『知立国家 イスラエル』、米山伸郎著、文春新書、2017年。

イスラエルは面積が日本の四国ぐらい、人口は900万人弱と、かなり小さな国です。

いうまでもなくユダヤ人が設立した国家であり、全人口の75パーセントがユダヤ系。

建国は(2017年から起算すれば)おおよそ70年前でした。

わたしは、これまでユダヤ人に関する書籍はあれこれ読んだものの、イスラエルを語った本に接するのは今回が初めてでした。
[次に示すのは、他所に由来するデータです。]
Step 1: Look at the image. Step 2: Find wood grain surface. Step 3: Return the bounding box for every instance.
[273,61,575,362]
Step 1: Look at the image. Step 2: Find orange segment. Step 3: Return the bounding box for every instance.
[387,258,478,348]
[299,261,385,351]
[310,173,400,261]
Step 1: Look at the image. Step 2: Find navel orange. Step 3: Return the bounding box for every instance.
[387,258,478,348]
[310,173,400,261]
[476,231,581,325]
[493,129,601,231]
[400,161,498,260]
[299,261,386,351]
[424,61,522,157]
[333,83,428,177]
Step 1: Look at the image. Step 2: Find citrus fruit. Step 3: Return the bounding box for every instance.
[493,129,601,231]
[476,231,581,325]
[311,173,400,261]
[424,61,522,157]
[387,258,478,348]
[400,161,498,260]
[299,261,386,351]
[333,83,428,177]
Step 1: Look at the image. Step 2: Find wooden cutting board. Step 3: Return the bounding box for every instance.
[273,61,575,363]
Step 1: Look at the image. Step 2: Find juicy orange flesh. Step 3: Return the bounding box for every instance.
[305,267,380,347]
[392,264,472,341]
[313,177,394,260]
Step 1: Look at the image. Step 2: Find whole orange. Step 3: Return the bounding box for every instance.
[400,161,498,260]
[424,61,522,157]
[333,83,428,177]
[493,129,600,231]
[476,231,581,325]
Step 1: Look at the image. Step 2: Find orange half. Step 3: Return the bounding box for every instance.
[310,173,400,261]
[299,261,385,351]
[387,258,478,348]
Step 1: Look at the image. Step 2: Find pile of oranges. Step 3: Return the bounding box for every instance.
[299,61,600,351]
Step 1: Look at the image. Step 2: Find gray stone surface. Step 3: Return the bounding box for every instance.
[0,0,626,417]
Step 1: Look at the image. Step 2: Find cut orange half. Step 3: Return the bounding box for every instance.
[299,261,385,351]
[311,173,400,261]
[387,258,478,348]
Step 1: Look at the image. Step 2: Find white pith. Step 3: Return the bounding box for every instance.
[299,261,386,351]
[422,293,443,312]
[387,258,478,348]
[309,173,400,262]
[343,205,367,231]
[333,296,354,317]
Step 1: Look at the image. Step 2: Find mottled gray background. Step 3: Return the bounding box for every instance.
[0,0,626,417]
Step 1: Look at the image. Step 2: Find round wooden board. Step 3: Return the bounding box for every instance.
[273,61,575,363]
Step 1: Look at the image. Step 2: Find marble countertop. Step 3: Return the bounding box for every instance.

『知立国家~』では現下のイスラエルの隆盛がくわしく紹介されています。

さて、ユダヤ人の知的優秀さは世界中で知られるところです。

たとえばノーベル賞受賞者数を見ると、

2017年9月現在、ユダヤ系の受賞者は、物理学賞52人(全受賞者204人中)、化学賞36人(同176人中)、医学・生理学賞55人(同211人中)、経済学賞26人(同78人中)にもおよぶ。世界人口が約74億人で、ユダヤ人の総人口は約1400万人にすぎないことを考えると、いかに彼らが際立った知的貢献をしてきたかがわかる。(PP.149)

この圧倒ぶり。

イスラエルにおいては当然そういうユダヤ人たちがひしめいているわけで、つまり同国は国民のすばらしい知力を活用しながら伸びている国なのです。

それに関連する事項として、国内での起業も非常に多いらしく、起業については、

伝統的にユダヤ人は個人の失敗については寛容である。現在のイスラエルも、「失敗を恐れない社会」を築こうとしている。(中略)ベンチャーを起業しても、かなりの確率で失敗する。それを想定しつつ、たとえ失敗したとしてもその失敗体験は必ずベンチャーキャピタルの無形資産となり、成長への糧となるというのである。(PP.181)

こうした文化の支えがある由でした。

上掲書「あとがき」において、著者の米山氏(1958年生まれ)は「日イの連携が両国のビジネスにとっても有益ではないかという思い(PP.233)」を開陳されています。

きっとそのとおりでしょう。

ところで本書では、著者が「なぜユダヤ人たちは頭がよいのか」という問いを継続的に発し、具体例を交えつつ推論されています。

しかし、確たる答えにはたどりつけませんでした。

わたしは誠実な態度と思います。

民族の知能の高低に関しては心理学でもなかなか断定できていませんので。

それではここで珍説をひとつ。

わたしは往年のアメリカ在住時、よくユダヤ人が経営するパン屋さんへ行ってベーグルを購入していました(ベーグルはユダヤ人の国民食です)。

本家本元のベーグルは疑いなく「パン界最硬」といえるほどの硬さで、わたしはかならず種類が異なる2個を買っていたのですが、食べている途中でアゴが疲れてしまい、ついに一度も2個目を終了することができませんでした……。

子どもが硬いものを噛んでアゴを動かしつづけていると頭がよくなる、という研究報告があります。

真偽のほどは知りません。

わたしは「ユダヤ人たちは幼少期からでたらめに硬いベーグルを食べているせいで頭脳が明晰なのではないか」と、文字どおり愚考したのです。